The undisputed evidence reveals that his Notice and Application for Hearing was not
filed with the Department until October 8, 2010, seven days after the limitations period
expired.
(c) The Doctrine of Equitable Estoppel
8. Having concluded that Claimant failed to file a timely claim for benefits does not end the
inquiry. Claimant’s conduct may be excused if the circumstances justify invoking the
doctrine of equitable estoppel. Longe, supra at 226.
9. The doctrine of equitable estoppel promotes fair dealing and good faith “by preventing
‘one party from asserting rights which may have existed against another party who in
good faith has changed his or her position in reliance upon earlier representations.’”
Beecher v. Stratton Corp., 170 Vt. 137, 139 (1990), quoting Fisher v. Poole, 142 Vt. 162,
168 (1982). At the doctrine’s core is the concept that through its conduct, the party
against whom estoppel is asserted must have intended that the other party would be
misled to his or her detriment. Id.; Longe, supra at 224.
10. Absent either a promise or some degree of fraudulent misrepresentation or concealment,
generally the doctrine of equitable estoppel will not bar a defendant from asserting the
statute of limitations as a defense to another party’s claim. Beecher, supra. In the
workers’ compensation context, estoppel applies “when the conduct or statements of an
employer or its representatives lull the employee into a false sense of security, thereby
causing the employee to delay the assertion of his or her rights.” Freese v. Carl’s
Service, 375 N.W.2d 484, 487 (Minn. 1985), quoted in Longe, supra at 224.
6
11. I conclude here that a genuine issue of material fact exists regarding whether Defendant
should be precluded from asserting the statute of limitations as a defense to Claimant’s
claim. According to Claimant’s version of events, at Mr. Bonneau’s direction he
completed an injury report in a timely fashion. Consistent with Defendant’s standard
protocol (as evidenced in the context of its handling of his injury some nine months
earlier), Claimant reasonably might have believed he had taken all of the steps necessary
to assert his rights under the workers’ compensation statute.
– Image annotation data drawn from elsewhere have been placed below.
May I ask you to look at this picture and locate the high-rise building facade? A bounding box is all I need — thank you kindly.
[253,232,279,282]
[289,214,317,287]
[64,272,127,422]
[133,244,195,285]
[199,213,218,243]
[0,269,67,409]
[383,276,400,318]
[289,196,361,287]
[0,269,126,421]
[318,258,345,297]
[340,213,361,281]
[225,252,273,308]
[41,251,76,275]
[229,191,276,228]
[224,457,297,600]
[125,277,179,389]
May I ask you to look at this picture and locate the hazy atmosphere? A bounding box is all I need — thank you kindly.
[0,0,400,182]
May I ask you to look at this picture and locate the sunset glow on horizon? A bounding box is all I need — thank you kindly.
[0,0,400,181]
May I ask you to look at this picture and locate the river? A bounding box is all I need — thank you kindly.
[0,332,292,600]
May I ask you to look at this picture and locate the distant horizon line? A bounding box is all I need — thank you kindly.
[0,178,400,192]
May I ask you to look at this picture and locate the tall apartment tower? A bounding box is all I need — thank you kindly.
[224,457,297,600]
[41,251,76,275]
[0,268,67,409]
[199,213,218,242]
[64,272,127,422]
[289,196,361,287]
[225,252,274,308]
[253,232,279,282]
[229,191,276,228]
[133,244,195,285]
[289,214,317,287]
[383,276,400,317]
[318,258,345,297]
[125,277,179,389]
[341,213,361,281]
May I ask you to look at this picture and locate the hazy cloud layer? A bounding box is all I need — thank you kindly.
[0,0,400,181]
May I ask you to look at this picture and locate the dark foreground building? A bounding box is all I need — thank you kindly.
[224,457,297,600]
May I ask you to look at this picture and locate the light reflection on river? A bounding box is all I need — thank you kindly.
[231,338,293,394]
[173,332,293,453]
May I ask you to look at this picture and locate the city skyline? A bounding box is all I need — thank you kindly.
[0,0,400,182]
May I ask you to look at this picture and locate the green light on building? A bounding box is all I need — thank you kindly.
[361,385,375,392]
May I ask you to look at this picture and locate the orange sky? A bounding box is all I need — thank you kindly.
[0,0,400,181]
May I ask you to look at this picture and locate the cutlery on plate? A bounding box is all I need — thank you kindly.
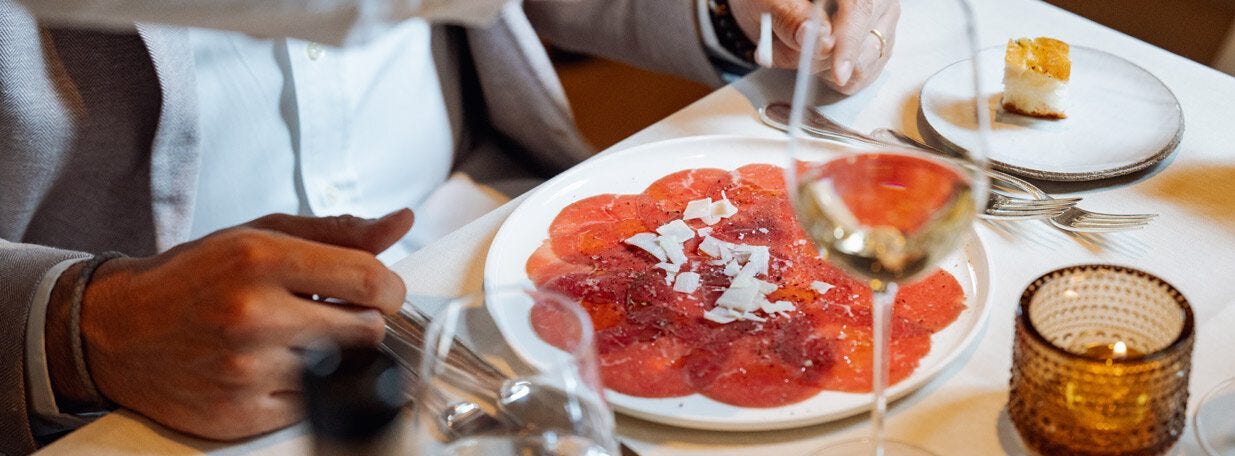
[872,129,1157,232]
[760,103,1081,220]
If adequately proven at trial,
these facts conceivably establish that he was lulled into a false sense of security, and thus
form the basis for a claim of equitable estoppel sufficient to bar Defendant’s statute of
limitations defense.
12. Genuine issues of material fact also exist as to whether and why Defendant directed
Claimant to file an application for short-term disability benefits following his October 1,
2007 injury instead of taking the steps necessary to pursue his claim for workers’
compensation benefits. The fact that two versions of the application exist, one denoting a
work-related injury and the other not, is relevant to the equitable estoppel issue and
therefore merits further explanation.
13. The sole purpose of summary judgment review is to determine if a genuine issue of
material fact exists. If such an issue does exist, it cannot be adjudicated in the summary
judgment context, no matter how unlikely it seems that the party opposing the motion
will prevail at trial. Fonda v. Fay, 131 Vt. 421 (1973); Southworth v. State of Vermont
Agency of Transportation, Opinion No. 45-08WC (November 12, 2008). However
tenuous or unlikely the evidence in support of Claimant’s equitable estoppel argument is,
he is entitled nonetheless to present his case and litigate the question. Therefore,
summary judgment against him is not appropriate.
ORDER:
Defendant’s Motion for Summary Judgment is hereby DENIED.
DATED at Montpelier, Vermont this 26th day of February 2014.
_____________________
Anne M. Noonan
Commissioner
Appeal:
Within 30 days after copies of this opinion have been mailed, either party may appeal questions
of fact or mixed questions of law and fact to a superior court or questions of law to the Vermont
Supreme Court. 21 V.S.A. §§670, 672.